Circular letter on the use of functional currency for tax purposes
Since the company law allows the preparation of commercial accounts in a currency other than the euro, many companies have chosen to adopt the currency of their foreign parent company. For tax purposes however, such companies had to convert the assets and liabilities expressed in the foreign currency in euros, in accordance with the valuation rules set forth by article 23 of the Income Tax Law, within a tax balance sheet.
The tax authorities have acknowledged that this method may lead to the recognition of exchange gains and losses, appearing solely in this tax balance sheet, that do not reflect the economic reality of a company’s business. As a consequence, they have issued Circular letter L.G.-A n°60 dated 16 June 2014 providing a framework of rules for companies drawing their annual accounts in a foreign currency and wishing to declare their commercial result, as well as their taxable income, by converting the amounts determined in such foreign currency into euros (functional currency method).

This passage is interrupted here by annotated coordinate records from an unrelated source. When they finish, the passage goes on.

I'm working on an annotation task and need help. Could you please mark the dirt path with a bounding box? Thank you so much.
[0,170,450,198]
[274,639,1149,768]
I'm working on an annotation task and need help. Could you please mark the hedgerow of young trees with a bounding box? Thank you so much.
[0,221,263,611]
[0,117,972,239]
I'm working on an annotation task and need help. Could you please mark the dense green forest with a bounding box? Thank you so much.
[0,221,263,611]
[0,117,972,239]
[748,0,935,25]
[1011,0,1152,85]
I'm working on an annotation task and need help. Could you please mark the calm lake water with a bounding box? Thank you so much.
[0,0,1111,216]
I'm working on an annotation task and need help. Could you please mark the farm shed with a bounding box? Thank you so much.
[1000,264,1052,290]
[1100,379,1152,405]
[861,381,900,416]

Since the use of a functional currency has an impact on the taxable income, it has been necessary to foresee some safeguards preventing a possible abuse. As a consequence, the Circular letter provides for a written request for applying the functional currency to be introduced at the latest three months before the end of the accounting year for which the first application is requested. For companies incorporated in the course of the accounting year, the delay for filing the request is extended to the end of such first accounting year. Furthermore, the Circular letter states that the choice to apply the functional currency is irrevocable and must mandatorily be applied as long as the commercial accounts of the company are expressed in such foreign currency. The conversion into euros must be made by using the closing foreign exchange rate or the average foreign exchange rate for the period covered by the tax return as published by the European Central Bank. Again, the choice for the one or the other foreign exchange rate is irrevocable. Tax assessments will however continue to be issued in euros and the tax will have to be paid in euros. Tax forms will be adapted to reflect the election for functional currency. In the meantime, taxpayers wishing to apply the functional currency have to establish an appendix to the tax return allowing tracing the origin of such amounts converted into euros that may have an impact on the taxable income or fortune of a given year or of forthcoming years. Finally, all companies being part of a tax consolidation are obliged to declare their taxable income in the same currency as from the first year for which the tax consolidation applies.

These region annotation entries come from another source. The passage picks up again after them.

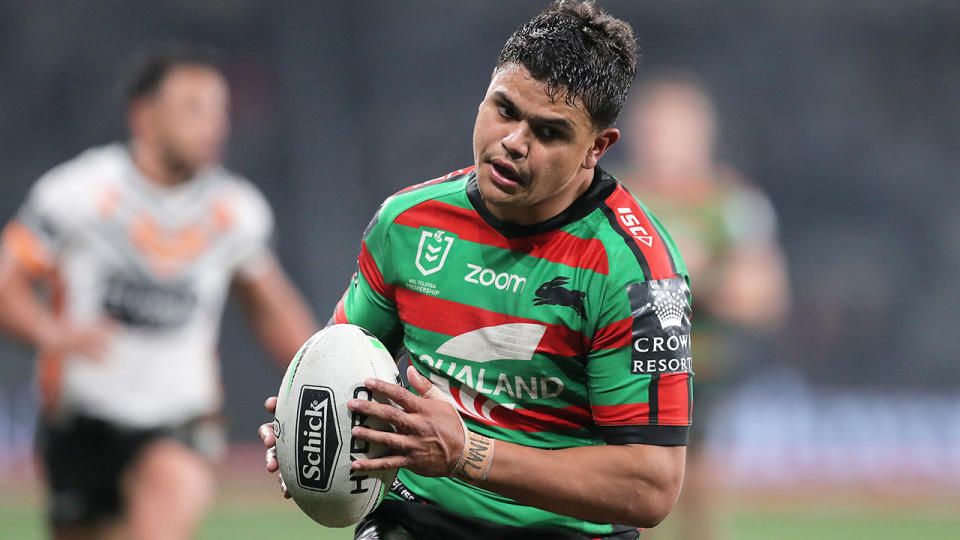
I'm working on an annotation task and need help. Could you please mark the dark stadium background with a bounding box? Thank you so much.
[0,0,960,536]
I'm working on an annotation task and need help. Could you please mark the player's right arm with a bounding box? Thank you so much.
[0,220,110,359]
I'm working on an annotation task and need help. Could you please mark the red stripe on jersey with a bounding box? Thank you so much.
[395,287,586,357]
[657,373,690,426]
[604,185,675,279]
[357,241,394,300]
[393,200,610,275]
[333,294,350,324]
[590,403,650,426]
[394,165,477,195]
[590,317,633,351]
[473,405,591,432]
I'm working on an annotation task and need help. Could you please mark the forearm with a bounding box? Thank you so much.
[481,441,685,527]
[0,253,58,348]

The foreign exchange rate applies, both for corporate income and municipal business tax, to the amounts of the current year (i.e., commercial result of the year, including amounts to be added or deducted, or sum of the balance sheet used to calculate the minimum corporate income tax) as well as to amounts relating to a prior tax year (i.e., losses carried forward, donations, recapture). This means that such amounts will be reported in the functional currency and converted into euros at the foreign exchange rate applicable for the year in which they are used. Tax credits (e.g., tax credit for investments or for the hiring of unemployed persons) are determined in the foreign currency and converted into euros using the foreign exchange rate as described above. However, the carry forward of such tax credits will be computed in euros.

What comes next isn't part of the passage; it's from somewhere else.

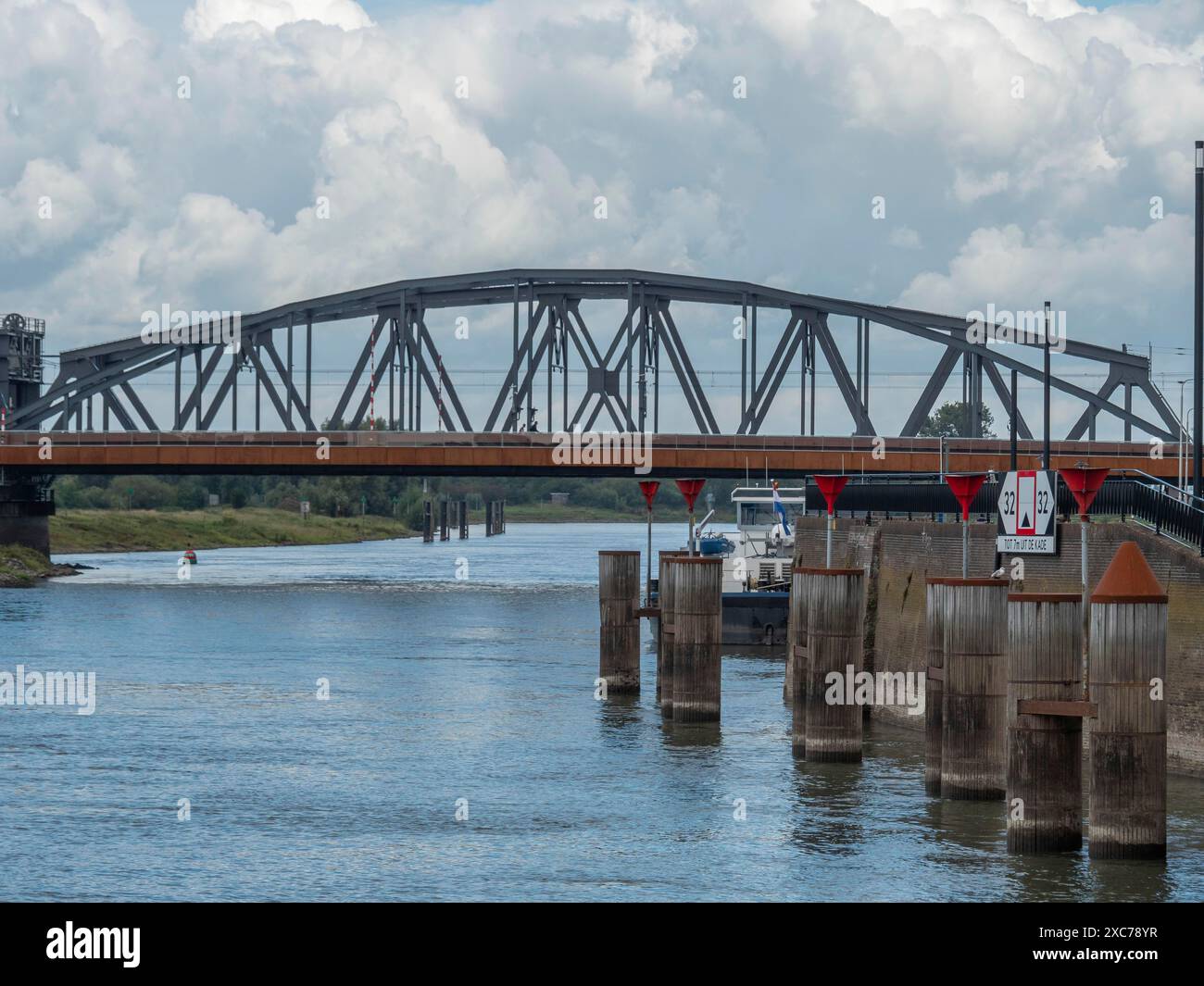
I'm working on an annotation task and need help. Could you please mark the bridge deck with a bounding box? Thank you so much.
[0,431,1176,480]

As regards net wealth tax, the latter will be calculated on the unitary value determined by applying the foreign exchange rate of the closing day of the last financial yearpreceding the key date for unitary value. For some determined assets (participations in corporations), the value for net wealth tax purposes needs to be determined as at 31 December, even if the closing of the financial year is set at another date. To determine if a participation qualifies for the net wealth tax exemption, the amount in foreign currency is converted into euros at the historical foreign exchange rate(unless of course the 10% threshold is met). Net wealth tax reduction (as foreseen by paragraph 8a of the net wealth tax law) for a given year corresponds to one fifth of the special reserve built in foreign currency, converted into euros at the foreign exchange rate of the closing day of the last balance sheet preceding the key date of determination of net wealth tax.
Finally, the Circular letter also provides some guidance as regards the transition from a euro-denominated tax balance sheet to the functional currency method. In particular, it is foreseen that the companies wishing to apply the functional currency method will have to draw a tax balance sheet in euros for the transition year in order to ascertain that the valuation rules set forth by the tax law are respected. The Circular letter furthermore gives some more details as regards the valuation of specific balance sheet items upon conversion into the functional currency.